Итак, мы снова строем идём по дороге. Нацистам и в голову не приходит, что можно передвигаться как-нибудь иначе. Это был один из самых тяжёлых и самых трудных маршей, какие нам пришлось совершить в лагере. Ноги болели, мешки сползали вниз; особенно тяжело было таким низкорослым, как я. Мешки волочились у нас по земле, мы начинали отставать, эсэсовцы осыпали нас бранью и подгоняли пинками и ударами прикладов. Но это не помогало. Мы пересекли шоссе и направились к большому кирпичному заводу, принадлежавшему службе СС. Теперь мы поняли, куда идём. Нас гнали в лагерь «Германия», который находился примерно в двух километрах от нашего лагеря и ещё не был заполнен узниками. «Германия» он назывался потому, что первоначально предназначался для проштрафившихся эсэсовцев и других истинных представителей германской расы.
Даже эсэсовцам стало ясно, что они переоценили наши силы. Поэтому изредка они подавали команду «стой», по это лишь означало, что самые сильные заключённые, которые шли впереди, получали короткую заслуженную передышку, а мы, отстающие, должны были тем временем нагонять ушедших вперёд товарищей. Как только мы их нагоняли, раздавалась команда «шагом марш». И всё повторялось сначала: мы падали, отставали, стонали, снова падали и, совершенно обессиленные, уже не могли снова взвалить на плечи проклятые мешки.
Я уже готов был сдаться, у меня просто не было больше сил, как вдруг я услышал чей-то скрипучий голос возле себя:
– Ну-ка, потерпи ещё немножко. И давай поменяемся мешками, тебе будет легче.

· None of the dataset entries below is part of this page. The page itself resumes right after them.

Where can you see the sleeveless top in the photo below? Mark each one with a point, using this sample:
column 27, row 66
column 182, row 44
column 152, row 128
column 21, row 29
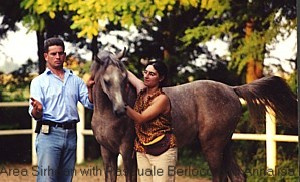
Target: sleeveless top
column 152, row 130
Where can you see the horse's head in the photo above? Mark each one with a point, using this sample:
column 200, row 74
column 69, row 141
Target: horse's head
column 111, row 75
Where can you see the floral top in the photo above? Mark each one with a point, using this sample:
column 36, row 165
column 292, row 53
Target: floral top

Эти слова произнёс Ханс-Петер, крепкий и жилистый каменщик из Копенгагена. Сам он, казалось, совсем не устал.
Мы сбросили мешки на дорогу, и Ханс-Петер с ласковой улыбкой положил мне на плечи свой мешок. Я недоуменно посмотрел на него, потому что его мешок был лёгкий, как пёрышко.
– Нет, брат, я не люблю валять дурака, – сказал он. – Прежде чем взвалить мешок на плечи, я, конечно, вытряхнул из него почти всю эту дрянь. Охота была тащить на себе такую тяжесть. Не на такого напали!

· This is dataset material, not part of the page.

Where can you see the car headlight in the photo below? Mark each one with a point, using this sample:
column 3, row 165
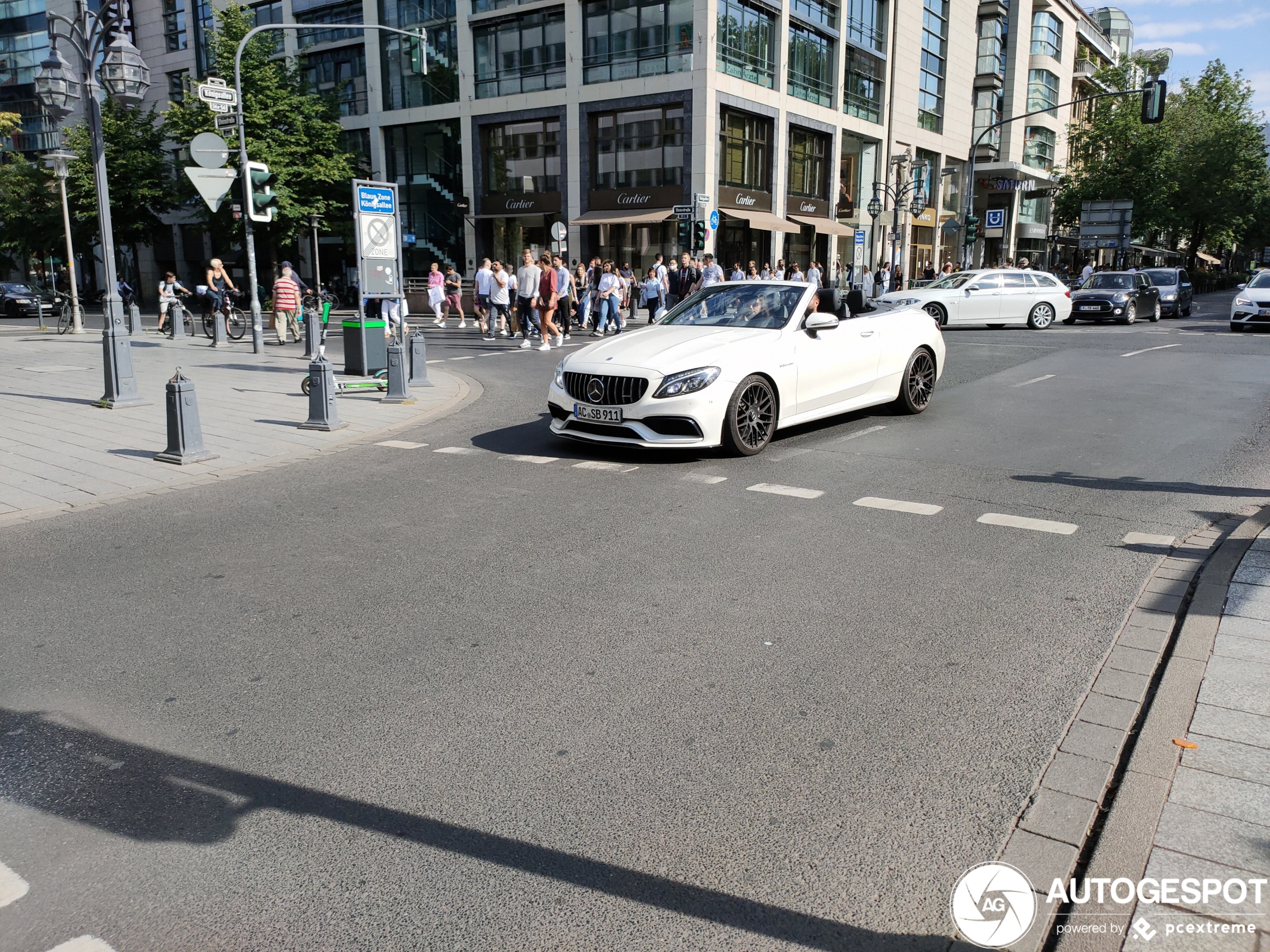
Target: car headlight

И тут я заметил, что, взваливая себе на плечи мой мешок, он ухитрился высыпать на дорогу почти всё его содержимое. Я никогда не забуду о товарищеской поддержке, которую он мне оказал именно в тот момент, когда я готов был отказаться от дальнейшей борьбы.
Наконец мы добрались до лагеря «Германия», забросили мешки в ещё пустые бараки и снова построились в походную колонну. На обратном пути, который тоже был нелёгок, ибо ноги непрерывно скользили по обледенелой дороге, мы гадали, пошлют ли нас снова с мешками или не пошлют. К сожалению, наши худшие опасения оправдались. Нас погнали не в лагерь, а к горе стружки, возле которой стояла виселица.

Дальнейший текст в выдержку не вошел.